Parmi elles, l’universitaire algérien installé en France Ali Bensaad. « On peut considérer que le slogan très populaire ‘les généraux à la poubelle’ est d’une radicalité inutile. Aucun acteur politique sérieux ne dirait le contraire, écrit-il, Mais il faut aussi voir que ce slogan vient des tripes les plus profondes de la société, qu’aucun acteur politique ne l’a vraiment promu mais qu’il s’est imposé et qu’il traduit la réalité d’un fossé entre la population et l’armée. Il a le tort d’être seulement émotionnel, sans perspective politique, mais il fait émerger au grand jour une perception de l’armée, largement partagée par la population, comme devenue un corps social parasitaire étranger à la société et un corps politique monopolisant sans partage la décision pour son seul intérêt. »

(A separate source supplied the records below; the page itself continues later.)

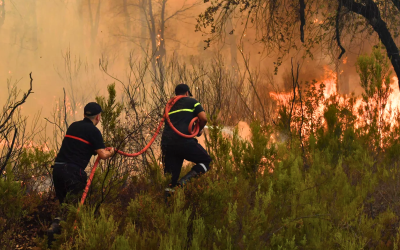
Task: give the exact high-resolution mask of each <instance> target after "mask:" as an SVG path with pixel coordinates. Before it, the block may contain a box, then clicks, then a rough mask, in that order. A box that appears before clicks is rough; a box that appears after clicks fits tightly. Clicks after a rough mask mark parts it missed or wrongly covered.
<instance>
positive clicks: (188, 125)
mask: <svg viewBox="0 0 400 250" xmlns="http://www.w3.org/2000/svg"><path fill="white" fill-rule="evenodd" d="M175 94H176V95H185V96H186V97H184V98H181V99H180V100H178V101H177V102H176V103H175V104H174V106H173V107H172V108H171V110H170V111H169V113H168V115H169V118H170V120H171V123H172V125H173V126H174V127H175V128H176V129H177V130H179V131H180V132H181V133H184V134H189V131H188V127H189V123H190V121H191V120H192V119H193V118H194V117H198V118H199V121H198V122H199V125H200V131H199V133H198V136H200V135H201V134H202V133H203V128H204V126H205V125H206V123H207V116H206V113H205V112H204V109H203V107H202V106H201V104H200V103H199V102H198V101H197V100H196V99H194V98H191V97H189V96H192V94H191V93H190V90H189V87H188V86H187V85H186V84H179V85H178V86H176V88H175ZM161 150H162V155H163V164H164V174H171V175H172V176H171V183H170V187H169V188H167V189H165V191H166V192H167V193H166V194H167V196H169V194H170V192H173V189H172V188H173V187H175V186H177V185H179V186H182V185H184V184H185V183H186V182H187V181H189V180H190V179H191V178H193V177H195V176H197V175H199V174H204V173H206V172H207V171H208V169H209V165H210V162H211V157H210V156H209V155H208V153H207V151H206V150H205V149H204V148H203V147H202V146H201V145H200V144H199V143H198V142H197V139H195V138H184V137H182V136H180V135H178V134H177V133H175V132H174V131H173V130H172V129H171V127H170V126H169V125H168V123H165V128H164V131H163V134H162V137H161ZM183 160H187V161H191V162H194V163H196V165H194V166H193V167H192V169H191V170H190V172H189V173H187V174H186V175H185V176H184V177H182V179H180V180H179V181H178V179H179V175H180V173H181V169H182V164H183ZM168 192H169V193H168Z"/></svg>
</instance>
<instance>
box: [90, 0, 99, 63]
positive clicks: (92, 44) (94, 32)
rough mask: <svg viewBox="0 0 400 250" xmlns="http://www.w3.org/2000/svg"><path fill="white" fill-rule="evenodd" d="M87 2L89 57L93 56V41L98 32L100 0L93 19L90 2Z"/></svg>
mask: <svg viewBox="0 0 400 250" xmlns="http://www.w3.org/2000/svg"><path fill="white" fill-rule="evenodd" d="M87 1H88V6H89V21H90V41H91V43H90V44H91V46H90V48H91V49H90V52H91V55H92V56H93V54H94V49H95V40H96V37H97V32H98V30H99V21H100V7H101V0H99V3H98V4H97V10H96V16H95V17H94V18H93V14H92V5H91V0H87Z"/></svg>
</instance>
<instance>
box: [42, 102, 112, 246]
mask: <svg viewBox="0 0 400 250" xmlns="http://www.w3.org/2000/svg"><path fill="white" fill-rule="evenodd" d="M101 112H102V109H101V107H100V105H99V104H97V103H95V102H90V103H88V104H87V105H86V106H85V108H84V117H85V118H84V119H83V120H82V121H77V122H74V123H72V124H71V125H70V126H69V127H68V130H67V133H66V135H65V138H64V139H63V141H62V144H61V148H60V151H59V153H58V154H57V157H56V159H55V162H54V165H53V166H52V168H53V182H54V189H55V191H56V196H57V199H58V200H59V201H60V204H63V203H65V202H68V201H73V202H77V201H79V194H81V193H82V191H83V190H84V189H85V186H86V182H87V174H86V172H85V168H86V166H87V165H88V163H89V161H90V158H91V157H92V156H93V155H96V154H98V155H99V157H100V158H101V159H107V158H109V157H111V156H112V155H113V154H114V149H113V148H111V149H106V147H105V145H104V141H103V137H102V135H101V133H100V130H99V129H98V128H97V127H96V126H97V124H98V123H99V122H100V118H101ZM67 195H68V196H69V197H68V200H66V198H67ZM60 220H61V219H60V218H58V217H57V218H55V219H54V221H53V223H52V225H51V227H50V229H49V230H48V236H49V240H50V241H52V239H53V234H54V233H60V227H59V225H58V224H59V222H60ZM50 244H51V242H50Z"/></svg>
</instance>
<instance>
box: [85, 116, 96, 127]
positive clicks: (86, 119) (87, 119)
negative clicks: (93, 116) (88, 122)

Le blog de Ali Bensaad est hébergé par le site Radio-M. Cette semaine, le directeur du site a été convoqué par la brigade de recherche et d’investigation de la gendarmerie de Bab Jdid. En se présentant à la caserne non loin de la Casbah d’Alger, ce mercredi 7 octobre 2020, El Kadi Ihssen, le directeur de Maghreb Emergent et Radio M, ne savait pas s’il allait ressortir libre de la bâtisse.
« Nous pensions que vous aviez un lien avec d’autres personnes, mais finalement nous avons constaté dès hier que ce n’était pas le cas », lui aurait affirmé un officier de la brigade avant de le « remercier » d’être passé.
Oui, les militaires algériens peuvent aussi avoir de l’humour dans l’exercice de leurs nobles fonctions.